6.2 Governing a school should be a serious undertaking and carried out to the highest level of competence possible. Paying governors is at the very least an important symbol that recognises this obligation and the burden it requires to deliver to such expectations.

6.3 I do not have a view as to whether other governors should be paid. However, it should be clear to every governor that their role is not an honour, but a requirement to work for the benefit of the school and the community it serves.

7. The relationships between governing bodies and other partners, including local authorities, academy sponsors and trusts, school leaders, and unions

7.1 There should be a written agreement between the funder (whether or not this is the local authority) and the school, setting out the expectations and requirements. Governing bodies should ensure that they meet the school’s side of the agreement—and demand the same of the other party.

7.2 Only in the case of school failure should local authorities be closely involved in the actual running of schools.

7.3 There is much to be gained by schools developing their own characters and unique organisational cultures.

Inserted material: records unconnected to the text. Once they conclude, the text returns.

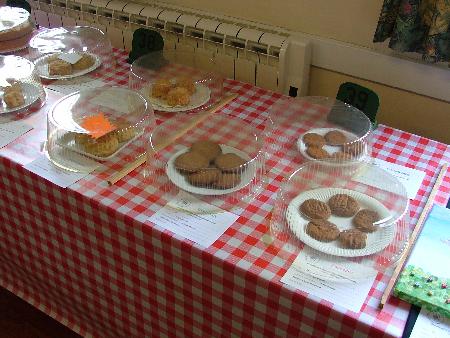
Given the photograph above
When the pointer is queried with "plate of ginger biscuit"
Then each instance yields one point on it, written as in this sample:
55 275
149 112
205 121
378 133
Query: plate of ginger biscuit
340 222
60 66
331 144
176 95
210 168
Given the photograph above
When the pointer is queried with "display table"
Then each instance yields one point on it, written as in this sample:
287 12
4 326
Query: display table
88 257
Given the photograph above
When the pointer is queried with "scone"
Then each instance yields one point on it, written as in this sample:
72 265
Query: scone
187 83
13 97
364 220
343 205
59 67
207 148
85 62
160 88
322 230
353 239
102 146
315 209
178 96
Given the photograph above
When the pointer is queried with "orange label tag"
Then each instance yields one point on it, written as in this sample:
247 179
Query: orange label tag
97 125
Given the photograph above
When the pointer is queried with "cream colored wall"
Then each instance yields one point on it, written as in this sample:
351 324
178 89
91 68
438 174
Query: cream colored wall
351 21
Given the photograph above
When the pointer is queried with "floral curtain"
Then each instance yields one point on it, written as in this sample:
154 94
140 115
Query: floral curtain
421 26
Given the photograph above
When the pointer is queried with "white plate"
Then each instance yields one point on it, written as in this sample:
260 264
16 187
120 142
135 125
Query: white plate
199 98
181 182
301 146
30 94
42 67
69 143
376 241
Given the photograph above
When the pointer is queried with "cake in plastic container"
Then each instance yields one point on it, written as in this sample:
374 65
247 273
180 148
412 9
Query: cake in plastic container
16 28
219 159
177 81
107 125
20 88
70 52
320 128
340 220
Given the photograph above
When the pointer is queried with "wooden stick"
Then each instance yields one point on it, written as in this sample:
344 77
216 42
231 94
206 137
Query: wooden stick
414 235
192 123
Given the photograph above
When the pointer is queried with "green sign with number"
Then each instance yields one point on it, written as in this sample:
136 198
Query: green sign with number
145 41
361 98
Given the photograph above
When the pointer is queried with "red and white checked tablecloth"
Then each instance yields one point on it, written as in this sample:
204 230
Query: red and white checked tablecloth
88 257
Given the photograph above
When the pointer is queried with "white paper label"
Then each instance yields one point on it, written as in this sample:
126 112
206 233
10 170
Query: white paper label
193 219
11 131
349 292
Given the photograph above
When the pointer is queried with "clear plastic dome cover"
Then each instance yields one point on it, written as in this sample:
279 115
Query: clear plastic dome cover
107 125
20 88
68 52
320 128
342 217
219 160
177 81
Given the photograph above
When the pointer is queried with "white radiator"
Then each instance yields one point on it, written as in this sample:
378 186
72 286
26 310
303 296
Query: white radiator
265 56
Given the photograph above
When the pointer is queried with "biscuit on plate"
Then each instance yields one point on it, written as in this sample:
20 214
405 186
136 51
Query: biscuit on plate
315 209
364 220
353 239
322 230
343 205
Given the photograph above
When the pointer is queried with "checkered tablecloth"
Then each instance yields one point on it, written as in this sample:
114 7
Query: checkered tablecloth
88 257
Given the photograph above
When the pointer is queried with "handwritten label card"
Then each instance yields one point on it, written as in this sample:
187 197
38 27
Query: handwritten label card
410 178
63 178
193 219
338 284
12 130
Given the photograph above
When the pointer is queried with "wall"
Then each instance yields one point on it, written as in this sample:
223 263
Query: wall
351 21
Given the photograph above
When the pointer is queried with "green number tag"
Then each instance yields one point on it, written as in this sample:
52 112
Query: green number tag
144 42
360 97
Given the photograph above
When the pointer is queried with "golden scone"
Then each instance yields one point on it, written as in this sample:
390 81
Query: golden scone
13 96
178 96
160 88
59 67
102 146
186 82
85 62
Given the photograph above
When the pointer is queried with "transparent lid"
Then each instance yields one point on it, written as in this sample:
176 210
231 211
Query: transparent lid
341 218
219 159
20 88
15 29
320 128
68 52
177 81
102 124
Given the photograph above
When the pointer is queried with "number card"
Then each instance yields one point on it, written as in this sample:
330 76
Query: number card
361 98
145 41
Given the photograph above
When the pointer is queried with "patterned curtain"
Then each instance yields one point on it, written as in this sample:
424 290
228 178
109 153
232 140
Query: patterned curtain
421 26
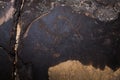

Governing bodies need at least some degree of independence from local authorities and other collective bodies for this to be encouraged.

7.4 Governing bodies should be encouraged to work with other groups to the mutual benefit of all.

7.5 Schools should be helped to procure effectively and, to that end, to join appropriate collaborative partnerships and schemes.

7.6 Governing bodies should be free either to engage in collective arrangements across groups/localities with unions—or to act independently.

7.7 Schools in more deprived communities should have the provision to pay higher salaries to its staff—and the freedom to make such decisions.

8. Whether changes should be made to current models of governance

8.1 The governing body needs to be the employer, if it is to have real authority.

8.2 The funder should receive a copy of the school’s annual report to parents as evidence that the school is keeping to its agreement to deliver services and outcomes.